NYIPLA Urges Supreme Court to Uphold Federal Circuit’s Flexible Approach to Patent Infringement Liability for Supply of Components of Patented Inventions

October 25, 2016

The firm authored an amicus curiae brief for the New York Intellectual Property Law Association, urging the Supreme Court to affirm the Federal Circuit’s holding that supply of a single component of a multicomponent invention can, under appropriate circumstances, trigger patent infringement liability under § 271(f)(1) for an exporter that “supplies . . . from the United States all or a substantial portion of the components of a patented invention” in a manner as to actively induce combination of the components abroad, if such combination would constitute infringement in the United States.

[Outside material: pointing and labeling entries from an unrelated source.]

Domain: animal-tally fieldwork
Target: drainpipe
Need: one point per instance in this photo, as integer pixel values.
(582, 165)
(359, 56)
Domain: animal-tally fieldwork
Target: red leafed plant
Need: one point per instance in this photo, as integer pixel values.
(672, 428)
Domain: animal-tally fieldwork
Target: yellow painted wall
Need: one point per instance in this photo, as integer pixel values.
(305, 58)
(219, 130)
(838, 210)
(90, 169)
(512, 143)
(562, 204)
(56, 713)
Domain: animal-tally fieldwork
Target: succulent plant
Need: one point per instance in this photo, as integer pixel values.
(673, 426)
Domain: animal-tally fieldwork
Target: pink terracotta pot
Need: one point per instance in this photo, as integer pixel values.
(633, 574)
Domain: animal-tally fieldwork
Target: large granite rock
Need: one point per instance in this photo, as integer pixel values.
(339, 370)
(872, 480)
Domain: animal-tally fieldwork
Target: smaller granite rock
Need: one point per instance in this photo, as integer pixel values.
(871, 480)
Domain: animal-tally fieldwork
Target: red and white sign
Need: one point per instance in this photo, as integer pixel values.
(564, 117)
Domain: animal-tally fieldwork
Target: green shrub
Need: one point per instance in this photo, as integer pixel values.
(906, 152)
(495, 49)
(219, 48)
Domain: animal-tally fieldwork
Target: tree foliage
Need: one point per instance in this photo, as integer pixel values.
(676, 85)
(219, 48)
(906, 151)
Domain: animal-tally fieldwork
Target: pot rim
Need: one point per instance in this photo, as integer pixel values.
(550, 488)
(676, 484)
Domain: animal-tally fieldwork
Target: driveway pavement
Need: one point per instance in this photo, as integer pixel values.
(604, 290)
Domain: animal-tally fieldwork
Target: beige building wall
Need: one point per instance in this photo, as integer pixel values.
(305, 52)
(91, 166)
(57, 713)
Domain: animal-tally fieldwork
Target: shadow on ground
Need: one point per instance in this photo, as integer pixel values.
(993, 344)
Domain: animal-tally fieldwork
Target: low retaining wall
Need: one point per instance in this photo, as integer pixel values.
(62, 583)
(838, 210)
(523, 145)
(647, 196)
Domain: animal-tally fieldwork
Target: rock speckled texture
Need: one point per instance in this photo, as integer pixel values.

The amicus brief explains that a flexible approach to determining what constitutes a “substantial portion,” rather than a rigid numerical test, is in keeping with the text and purpose of the statute. It is also consistent with the Supreme Court’s repeated guidance that the patent laws should be applied flexibly and with attention to the specific facts of individual cases. The brief stresses that petitioner’s reliance on the presumption against extraterritorial application of law in support of its numerical construction of “substantial portion” is misplaced. The presumption has no application to interpreting the nature of domestic conduct necessary to trigger liability, and is not a vehicle for courts to implement trade or economic policy.

The Supreme Court Case is captioned Life Technologies Corporation et al. v. Promega Corporation, No. 14-1538.